Key Questions Addressed or Raised
Addressed:
- How can novel data (satellite, mobile) and AI/ML be used for social assistance targeting in data-scarce environments?
- What were the specific approaches used in DRC, Togo, and Nigeria during the COVID-19 crisis?
- What are the potential benefits (speed, cost, reach) and limitations (accuracy, exclusion, data issues) of these approaches?
- How are these innovations being integrated into post-pandemic programs (e.g., Togo, Malawi)?
Raised:
- What is the actual targeting accuracy of novel methods compared to traditional ones in real-world, scaled-up implementations? (p. 53)
- How large is the digital exclusion effect, and who is most affected? (p. 50)
- How can hybrid models effectively combine digital reach with inclusive traditional support? (p. 55)
- How do targeting errors accumulate across multi-stage (e.g., geographic + individual) processes? (p. 52)
- Can remote data collection for PMTs maintain accuracy despite lack of verification? (p. 52)
- How can welfare changes during crises be reliably measured and predicted using novel data? (p. 53, 57)
- What are the best practices for ethical data sharing, robust data protection, and sustainable partnerships with data holders (e.g., MNOs)? (pp. 54, 56)
Key Points
- Novel data (satellite, mobile) and AI/ML can enable welfare-targeted social assistance delivery in data-scarce, emergency contexts.
- These approaches allowed rapid program setup (less than a year) compared to traditional methods in DRC and Togo during the COVID crisis.

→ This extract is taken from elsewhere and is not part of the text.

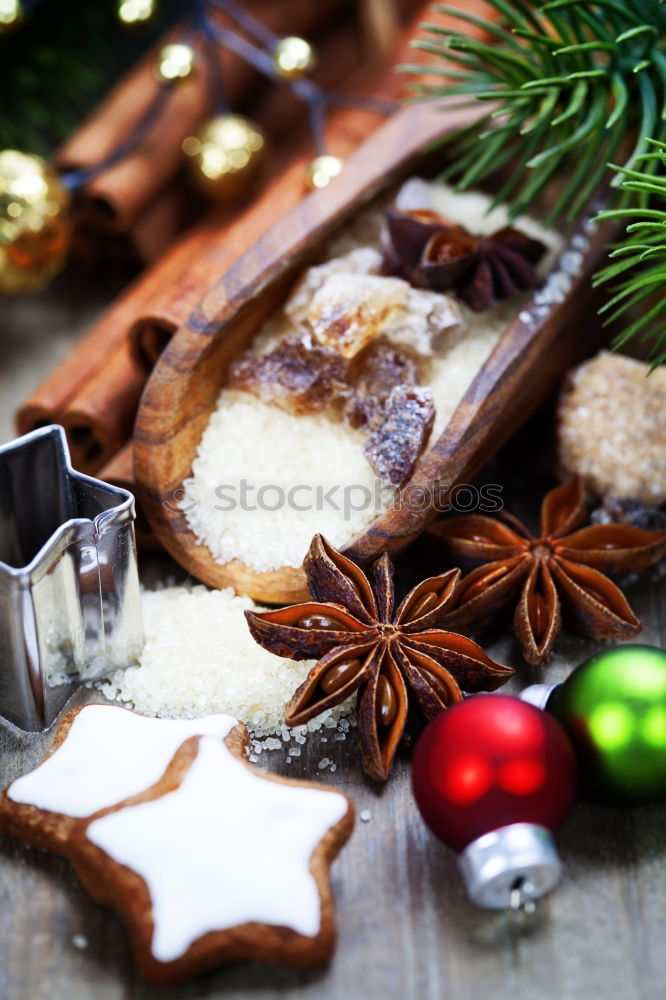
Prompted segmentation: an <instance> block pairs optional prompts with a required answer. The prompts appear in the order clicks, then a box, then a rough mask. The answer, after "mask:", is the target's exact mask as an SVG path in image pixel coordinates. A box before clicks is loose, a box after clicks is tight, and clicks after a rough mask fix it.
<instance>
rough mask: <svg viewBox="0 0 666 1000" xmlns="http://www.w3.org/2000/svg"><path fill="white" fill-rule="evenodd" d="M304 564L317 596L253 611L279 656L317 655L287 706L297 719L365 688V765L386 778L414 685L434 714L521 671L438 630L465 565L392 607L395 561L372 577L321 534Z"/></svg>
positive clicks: (358, 711)
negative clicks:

- Administrative costs were comparable to traditional programs (5.7% DRC, ~10% Togo), facilitated by digital processes.
- Geographic targeting using satellite imagery combined with ML can identify poor areas, but accuracy depends on ground truth data quality and may not capture crisis impacts.
- Individual targeting using mobile phone data (CDR) combined with ML shows promise but appears less accurate than traditional PMTs and faces challenges (SIM sharing, data privacy).
- Digital exclusion is a major limitation; phone-based approaches exclude those without phones or digital literacy, often the poorest.
- Combining novel digital methods with traditional approaches (e.g., in-person registration) is crucial for inclusivity and accuracy.
- Robust ex-post evaluations are needed to understand the true targeting accuracy and cost-effectiveness of these novel methods.
- Strong political will, partnerships with MNOs, and robust data protection frameworks are essential prerequisites.